I have always wondered why in Malawi we have not made science and technology a major development issue. I know that we have a Ministry of Education, Science and Technology but, seriously, science and technology is beyond academic subjects.
Science and technology should not be an appendix to one of the biggest ministry in the country. Dealing with primary and secondary education is already a major undertaking. Perhaps that is why when one visits the website of the ministry, one is greeted by a vision statement that does not mention technology.
The ministry’s vision is “for the education sector to be a catalyst for socio-economic development, industrial growth and instrument for empowering the poor, the weak and voiceless. Education enhances group solidarity, national consciousness and tolerance of diversity. In essence, the sector wishes to ensure better access and equity, relevance and quality and good governance and management in all institutions from basic education to higher education.”
Even the mission itself does not clearly demonstrate the role science and technology plays in development. The ministry’s mission is to provide quality and relevant education to the Malawian nation. Such education should enable people to acquire relevant knowledge, skills, expertise and competencies to perform effectively as citizens, workforce and as leaders of Malawi, thereby reducing poverty among the people of Malawi. There is need to begin to acknowledge that science and technology can indeed make a difference to our country.
Developments in science and technology have fundamentally changed the way people live, connect, communicate and transact and in the process making the citizens able to enhance their livelihood and, in addition, contribute positively to economic development. These types of benefits can only be possible if the country invests in quality education for youths and continuous skills training for all levels of management.
The role that science and technology plays in development is so huge that deliberate efforts need to be made by the nation to prioritise efforts that should support the technological and scientific advances. Over the years, the role that science and technology has played in advancing health systems, education and infrastructure is immense. In fact, instead of saying that, in Malawi, the engine of growth is the private sector, I would propose that we begin to embrace the mantra that technology is the engine of economic growth.
For Malawi, the potential of technology is there; the talent is there; what is lacking is a strategic direction that puts technology at the centre of development and not on the peripheral. Over the years, the country has witnessed an increase in the lack of skilled labour as well as capital; the product of this combination is inefficient production. The nation has almost the same human capital as other developed countries. In fact, Malawi’s population is more than that of Belgium and yet Malawi produces less than Belgium. The main reason for this huge difference in productivity is not due to lack of educated labour alone but the inability to adopt and adapt technologies to raise productivity. Adopting appropriate technologies leads directly to higher productivity, which is the key to growth.
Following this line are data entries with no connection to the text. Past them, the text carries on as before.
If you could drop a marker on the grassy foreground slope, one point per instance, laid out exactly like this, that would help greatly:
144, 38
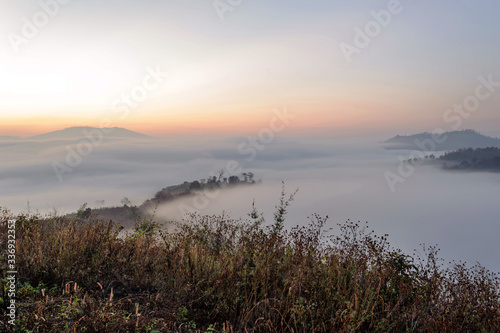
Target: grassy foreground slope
215, 274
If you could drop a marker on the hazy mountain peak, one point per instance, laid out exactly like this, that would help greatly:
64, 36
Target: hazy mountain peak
453, 140
83, 131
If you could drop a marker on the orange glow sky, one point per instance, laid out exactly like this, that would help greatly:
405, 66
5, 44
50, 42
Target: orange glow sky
228, 76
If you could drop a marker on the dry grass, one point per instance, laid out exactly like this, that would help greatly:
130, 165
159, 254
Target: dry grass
216, 274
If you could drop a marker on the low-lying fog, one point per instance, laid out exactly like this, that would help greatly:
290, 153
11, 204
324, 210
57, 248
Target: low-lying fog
338, 178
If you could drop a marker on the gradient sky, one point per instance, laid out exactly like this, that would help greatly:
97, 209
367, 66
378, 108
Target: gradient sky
227, 76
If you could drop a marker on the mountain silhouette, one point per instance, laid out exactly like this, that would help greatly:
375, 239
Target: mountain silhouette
447, 141
80, 132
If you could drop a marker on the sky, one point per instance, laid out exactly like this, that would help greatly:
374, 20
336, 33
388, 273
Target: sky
209, 67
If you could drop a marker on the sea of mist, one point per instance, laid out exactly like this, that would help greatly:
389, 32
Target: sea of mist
340, 178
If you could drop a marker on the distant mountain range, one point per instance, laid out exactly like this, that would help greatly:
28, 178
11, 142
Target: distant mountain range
454, 140
80, 132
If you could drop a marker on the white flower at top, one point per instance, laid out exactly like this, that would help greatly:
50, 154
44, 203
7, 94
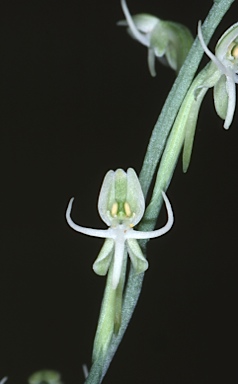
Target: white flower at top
121, 206
226, 61
166, 40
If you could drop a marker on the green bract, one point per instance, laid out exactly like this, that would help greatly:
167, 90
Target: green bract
45, 377
221, 75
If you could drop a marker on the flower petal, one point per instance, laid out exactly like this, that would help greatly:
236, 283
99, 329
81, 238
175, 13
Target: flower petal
138, 260
102, 262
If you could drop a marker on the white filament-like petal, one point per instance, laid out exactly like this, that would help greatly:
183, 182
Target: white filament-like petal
118, 261
158, 232
151, 61
138, 36
103, 233
231, 91
215, 60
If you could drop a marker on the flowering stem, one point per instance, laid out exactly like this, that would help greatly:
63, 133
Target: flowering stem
152, 157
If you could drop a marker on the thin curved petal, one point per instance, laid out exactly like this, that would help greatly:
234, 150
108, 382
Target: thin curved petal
117, 262
231, 90
138, 260
103, 261
103, 233
106, 196
215, 60
138, 36
151, 62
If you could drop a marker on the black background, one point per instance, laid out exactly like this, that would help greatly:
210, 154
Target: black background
77, 99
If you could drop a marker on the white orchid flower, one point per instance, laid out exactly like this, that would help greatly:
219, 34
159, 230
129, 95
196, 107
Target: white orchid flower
121, 206
166, 40
226, 61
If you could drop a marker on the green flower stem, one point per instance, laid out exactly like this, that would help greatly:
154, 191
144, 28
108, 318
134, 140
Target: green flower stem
110, 315
177, 93
182, 133
152, 157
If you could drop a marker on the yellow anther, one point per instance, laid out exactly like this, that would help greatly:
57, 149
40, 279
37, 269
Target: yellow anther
234, 51
127, 209
114, 209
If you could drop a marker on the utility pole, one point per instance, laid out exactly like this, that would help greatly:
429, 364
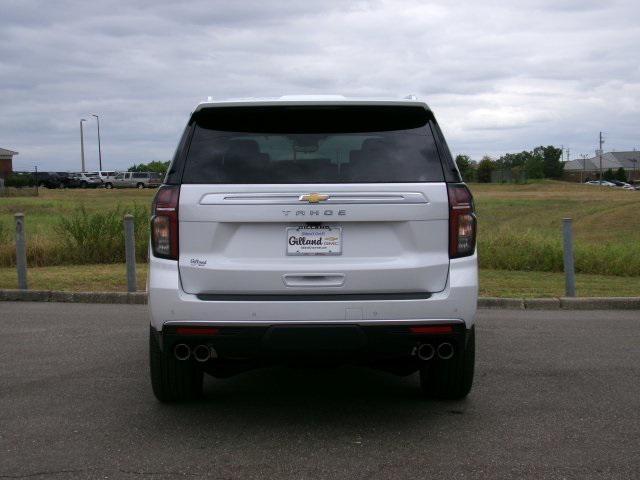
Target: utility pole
600, 156
584, 167
99, 150
82, 143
Indeed, countries that have dedicated themselves to increasing their stock of knowledge and have nurtured and deliberately encouraged creativity and technological innovat ion exper ienced sustained growth over long periods. While those countries that have not amassed massive stocks of knowledge, bright and creative people have struggled to improve the lives of their citizens.
Malawi should start to create incentives to encourage those that are technologically gifted and should also allocate resources in a way and manner that encourage research and development. One of the ways to ensure future success for the country is to increase its abilities to innovate and learn by doing and to invest public funding to deliberately encourage and support research and development in critical areas.
Access to technology and its application are critical. Science and technology could be the difference between Malawi being able to tackle poverty effectively by growing and developing their economies and the perpetual tag of “one of the poorest countries in the world”. The route to Malawi’s economic development squarely depends on its ability to grasp and apply insights from science and technology and use them creatively.